Daily Craig: Tape your ankles

HOUSTON – THE OLYMPICS of Summer are here. I am taking an advanced class in Geometry in order to get through the various TV schedules.

First of all,  CH 2 has the main action and the other 32 channels owned by NBC get some of stuff we might miss if we have to do something stupid like go to work. Online stuff may surpass the CBS FINAL FOUR BRACKET WARS, especially if team handball or archery is your thing. I, LIKE I HAVE DONE IN YEARS PAST, will continue to give basketball scores in centigrade. It will make the U.S. BASKETBALL SCORES look decent. As in years past, there is plenty of anger to go around. Poles are still not liking Pole Vaulting. They especially don't like the Germans involved in that field event.

THE HOME OFFICE is concerned many won't know inside terms of weightlifting. School kids have snickered at some of the moves (you know the ones I mean) but there are others in this discipline. THRUSTER, DOWNWARD DOG, INVERTED PIGEON come to mind.

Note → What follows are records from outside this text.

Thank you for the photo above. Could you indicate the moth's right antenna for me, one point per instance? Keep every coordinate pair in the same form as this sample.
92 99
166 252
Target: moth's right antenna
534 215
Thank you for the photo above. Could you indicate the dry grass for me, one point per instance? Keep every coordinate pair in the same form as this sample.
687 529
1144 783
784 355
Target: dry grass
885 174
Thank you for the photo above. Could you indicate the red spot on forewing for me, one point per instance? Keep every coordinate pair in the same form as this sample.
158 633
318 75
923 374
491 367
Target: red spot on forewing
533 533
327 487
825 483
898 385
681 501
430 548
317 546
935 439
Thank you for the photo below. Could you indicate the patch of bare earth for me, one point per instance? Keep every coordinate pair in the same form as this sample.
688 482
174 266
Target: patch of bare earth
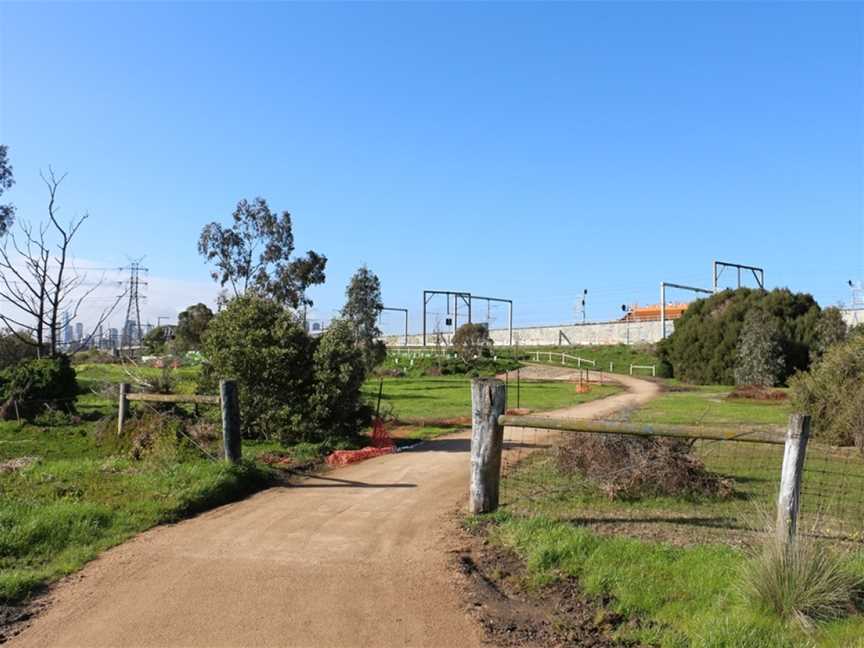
513 613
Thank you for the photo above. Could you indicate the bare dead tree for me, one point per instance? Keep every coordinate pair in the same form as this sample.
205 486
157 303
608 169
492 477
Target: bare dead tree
38 280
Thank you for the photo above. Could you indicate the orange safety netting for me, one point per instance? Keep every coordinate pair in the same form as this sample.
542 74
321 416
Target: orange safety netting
382 444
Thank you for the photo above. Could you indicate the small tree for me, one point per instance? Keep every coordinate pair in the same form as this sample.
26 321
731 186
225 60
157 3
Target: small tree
191 324
38 280
254 254
155 340
7 212
336 409
832 392
471 341
362 308
264 347
759 356
830 330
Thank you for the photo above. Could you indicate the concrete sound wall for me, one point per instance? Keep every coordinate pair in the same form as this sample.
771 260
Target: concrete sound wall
592 333
853 316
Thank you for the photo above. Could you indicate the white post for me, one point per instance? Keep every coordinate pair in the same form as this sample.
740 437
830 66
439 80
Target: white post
662 310
789 499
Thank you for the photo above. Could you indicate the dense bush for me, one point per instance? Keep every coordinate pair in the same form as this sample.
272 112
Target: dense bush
292 386
155 340
35 385
265 348
471 342
703 349
832 392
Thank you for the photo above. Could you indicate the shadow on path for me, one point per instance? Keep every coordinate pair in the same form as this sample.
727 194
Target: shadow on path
343 483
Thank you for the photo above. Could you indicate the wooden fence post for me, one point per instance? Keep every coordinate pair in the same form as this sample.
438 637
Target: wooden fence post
122 407
789 499
230 420
488 397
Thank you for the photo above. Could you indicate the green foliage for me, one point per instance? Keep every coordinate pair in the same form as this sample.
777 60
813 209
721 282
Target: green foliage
831 329
703 348
191 325
801 581
37 384
14 349
292 386
362 308
335 408
264 347
471 342
759 356
272 273
832 392
80 498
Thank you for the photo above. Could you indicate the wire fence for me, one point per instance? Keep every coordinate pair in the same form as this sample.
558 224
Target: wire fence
679 490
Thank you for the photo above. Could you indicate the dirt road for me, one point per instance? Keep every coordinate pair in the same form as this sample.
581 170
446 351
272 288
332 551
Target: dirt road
356 557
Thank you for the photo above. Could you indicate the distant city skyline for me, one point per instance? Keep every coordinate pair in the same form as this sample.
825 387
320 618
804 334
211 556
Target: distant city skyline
522 151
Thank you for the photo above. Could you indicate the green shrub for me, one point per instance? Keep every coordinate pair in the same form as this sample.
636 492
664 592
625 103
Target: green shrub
832 392
703 349
35 385
292 387
471 342
264 347
335 407
759 357
801 581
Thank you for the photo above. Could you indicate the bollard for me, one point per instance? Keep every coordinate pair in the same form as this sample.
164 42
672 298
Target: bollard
789 499
488 397
230 420
122 407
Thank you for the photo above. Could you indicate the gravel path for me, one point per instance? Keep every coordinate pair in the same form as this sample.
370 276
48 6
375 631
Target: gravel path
355 557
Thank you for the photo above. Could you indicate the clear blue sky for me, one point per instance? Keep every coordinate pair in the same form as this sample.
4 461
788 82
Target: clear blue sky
519 150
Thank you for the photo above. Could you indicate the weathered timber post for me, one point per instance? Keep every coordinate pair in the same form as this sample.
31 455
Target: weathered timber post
122 407
789 499
230 420
488 397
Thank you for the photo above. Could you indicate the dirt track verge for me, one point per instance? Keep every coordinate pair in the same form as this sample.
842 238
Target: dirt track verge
355 557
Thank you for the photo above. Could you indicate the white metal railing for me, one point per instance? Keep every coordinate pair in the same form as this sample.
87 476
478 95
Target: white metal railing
653 369
538 355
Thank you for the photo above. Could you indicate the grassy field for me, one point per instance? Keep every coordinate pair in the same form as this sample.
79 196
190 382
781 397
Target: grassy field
79 497
675 563
683 596
77 491
709 405
426 400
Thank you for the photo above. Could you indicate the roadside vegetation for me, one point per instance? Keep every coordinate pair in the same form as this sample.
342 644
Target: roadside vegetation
682 596
670 538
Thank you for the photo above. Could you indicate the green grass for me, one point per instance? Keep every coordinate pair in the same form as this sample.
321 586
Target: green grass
81 496
677 563
708 405
689 596
430 399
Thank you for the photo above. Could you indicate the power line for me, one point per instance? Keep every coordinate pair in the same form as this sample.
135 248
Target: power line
133 306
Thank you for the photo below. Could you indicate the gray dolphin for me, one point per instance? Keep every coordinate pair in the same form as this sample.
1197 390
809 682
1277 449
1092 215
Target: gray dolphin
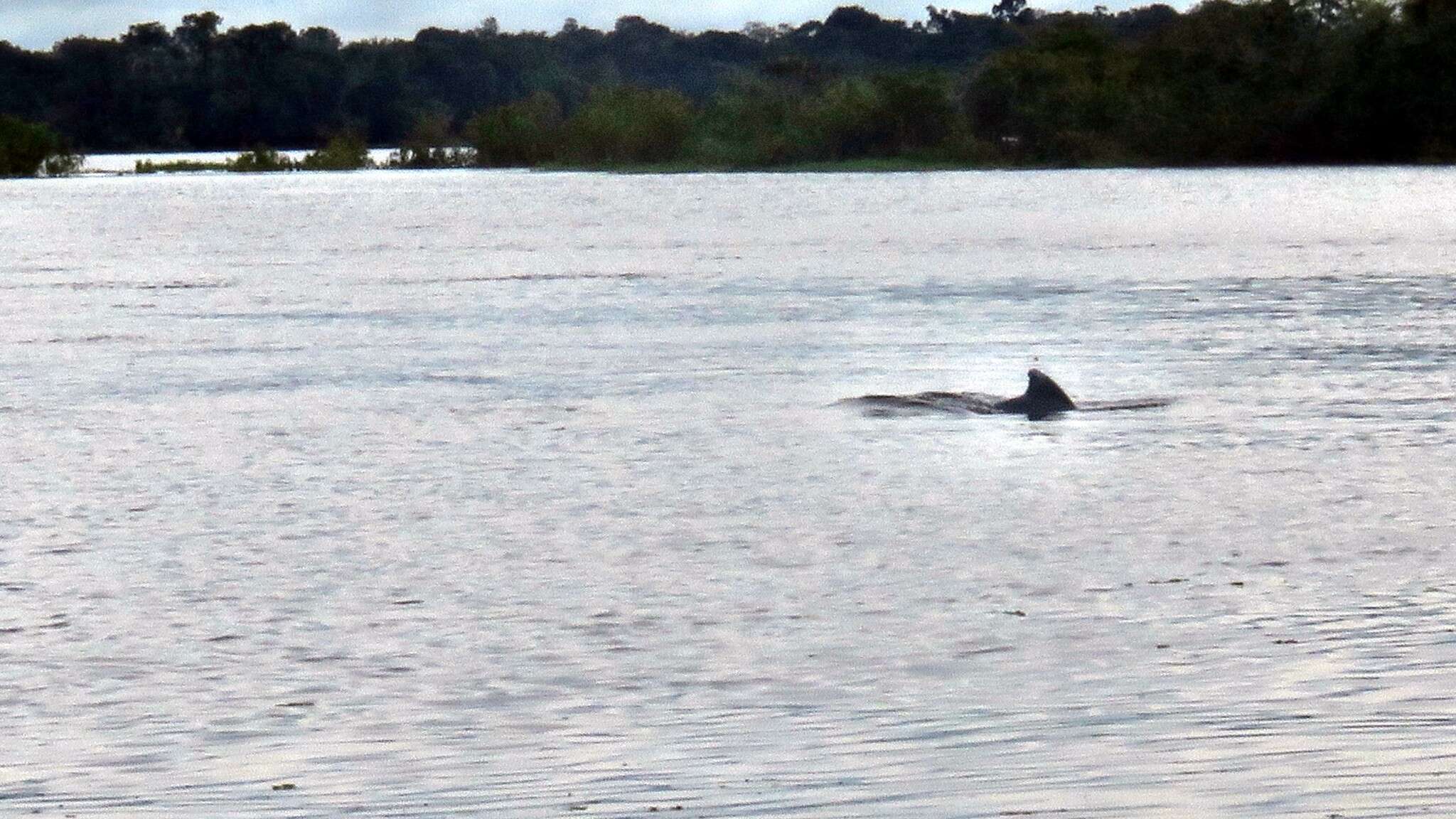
1042 400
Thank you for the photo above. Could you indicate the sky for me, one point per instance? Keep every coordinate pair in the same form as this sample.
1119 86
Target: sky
38 23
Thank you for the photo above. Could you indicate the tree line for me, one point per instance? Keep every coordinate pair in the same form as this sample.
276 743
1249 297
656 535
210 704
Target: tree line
1251 82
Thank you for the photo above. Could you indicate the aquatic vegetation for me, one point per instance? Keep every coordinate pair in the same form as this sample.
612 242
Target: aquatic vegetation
28 149
344 152
262 159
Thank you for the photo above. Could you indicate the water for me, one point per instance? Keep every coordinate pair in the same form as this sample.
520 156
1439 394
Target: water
530 494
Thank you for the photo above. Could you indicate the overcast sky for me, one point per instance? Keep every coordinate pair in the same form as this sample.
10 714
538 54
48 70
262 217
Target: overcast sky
38 23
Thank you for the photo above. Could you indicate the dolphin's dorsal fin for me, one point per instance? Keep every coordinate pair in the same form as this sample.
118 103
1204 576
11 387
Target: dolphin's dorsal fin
1046 394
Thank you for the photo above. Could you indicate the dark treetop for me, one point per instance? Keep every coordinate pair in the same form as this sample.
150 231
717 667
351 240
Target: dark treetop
1258 82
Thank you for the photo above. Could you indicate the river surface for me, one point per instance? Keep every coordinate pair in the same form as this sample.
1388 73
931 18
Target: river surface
533 494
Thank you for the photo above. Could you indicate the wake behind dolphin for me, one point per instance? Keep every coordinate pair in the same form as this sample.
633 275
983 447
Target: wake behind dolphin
1042 400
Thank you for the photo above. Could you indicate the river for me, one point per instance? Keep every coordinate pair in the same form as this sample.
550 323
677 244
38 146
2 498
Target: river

A BUTT SHAFT is part of an arrow, but will still make a 5th grader laugh out loud. WOMEN'S SOCCER began yesterday and in case you're wondering about the U.S. Men's chances, don't.  Our under 23 team didn't qualify. Our women are very good. Later today Iraq plays Denmark in the men's opener. I like the Danes. You knew I would say that.

Good luck to all and I mean those of us watching. It gives us something to do besides wonder who will be the backup right guard for the Texans or the latest Astro to make the move from Corpus.